Il popolo, non il populismo, è stato in questi giorni protagonista dei fatti di Francia (a parte isolati gesti di ribellismo e perfino di razzismo antisemita).
A riflettere su questo episodio, si coglie la radicale differenza tra populismo e popolo. Populismo è un’impresa di parte, di uno o di pochi che progettano di conquistare il potere con il sostegno dei più, abilmente manipolandoli e rinfocolandone rancorose frustrazioni. Popolo invece sono i più, quando maturano il senso del loro essere comune e della loro solidale responsabilità.
Una politica populistica temerariamente promette. La politica seria propone e discute.
Anche in Italia, come in Francia, il potere diffuso e la coscienza d’esserne partecipi sono scomparsi. Sindacalista o insegnante, parlamentare o sindaco, nessuno più sente, nella propria funzione specifica, di concorrere alla direzione civile del paese, e di essere perciò partecipe del potere politico generale. I diversi luoghi del potere diffuso sono in realtà tutti deserti.
Non restano, a quanto pare, che i pochi centri di potere forte: la solita "razza padrona", le famiglie un tempo grosse imprenditrici ed ora intese soprattutto a moltiplicare le rendite finanziarie. Ma la sorte del mondo la decidono su ben altra scala concentrazioni di potere, i cui luoghi sono rigorosamente invisibili.
Intanto gl’italiani dei ceti operosi, prima imborghesiti e poi riproletarizzati, in gran numero sembrano essersi sciolti in una poltiglia informe di paure e d’illusioni. Si sfogano sui social o fidano incantati nei giochi di prestigio populistici.
Ma la salvezza sta altrove, nel coraggio di rifarsi popolo. Ad avviare questa difficile impresa deve lavorare, se ancora c’è, l’intelligenza politica.
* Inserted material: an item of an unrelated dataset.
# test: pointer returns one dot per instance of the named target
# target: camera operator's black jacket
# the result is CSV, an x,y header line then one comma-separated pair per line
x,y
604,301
Il tempo è propizio. Nel momento stesso in cui, lasciata dai governi ingrigire, l’Europa deperisce, una sua nuova unità appare indispensabile.
Questo è già l’aurorale orizzonte, in cui con entusiasmo si muovono i nostri giovani, in cerca di conoscenza e di lavoro.
Gaetano Manfredi, il rettore dell’Università Federico II, insiste con forza a ricordarci che queste generazioni «conoscono il valore dell’Europa della pace, un bel sogno da difendere strenuamente». Nell’impegno per la giovane Europa all’intelligenza politica si offre la grande occasione di riaccendere negl’italiani la coscienza di essere popolo.